Before there were any nerd icons, in an era when the socially awkward, the physically mediocre, the aesthetically unusual, were still having sand kicked in their face, Spock appeared, and everything changed.
Half human, half Vulcan, the science officer on the USS Enterprise in many ways represented the heart of the philosophy of the Star Trek universe. The conflict between Spock’s Vulcan ideals of intellect, logic, curiosity and his base human emotions, symbolized humanity’s own struggle; from our primitive, predatory, voracious and violent origins to a future governed by ideals, reason, equality and discovery.
To generations of young people, to those who felt uncertain of their place, who felt part human, part alien, to thinkers, wonderers, outsiders everywhere, Spock was a new kind of hero.

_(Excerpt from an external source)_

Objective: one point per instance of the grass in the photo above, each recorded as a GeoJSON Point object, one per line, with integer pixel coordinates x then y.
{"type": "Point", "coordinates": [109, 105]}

Leonard Nimoy was Spock. The two are inseparable. Even when hosting Mysteries Of The Unexplained in the 1970s, or playing Dr William Bell in Fringe in 2012, or appearing in Hollywood TV westerns in the 1950s, before Star Trek was even thought of, the Spockness of Leonard Nimoy shines through. Or the Leonard Nimoyness of Spock. Others have played and will play the role, but Spock will always be Leonard Nimoy.
We can consider those who do play Spock (on screen or in life), the eternally curious, the seekers within, the seekers without, ever discovering, vastly knowledgeable but always an innocent, with a genius sometimes perplexed by the merely human, as an homage, a tribute.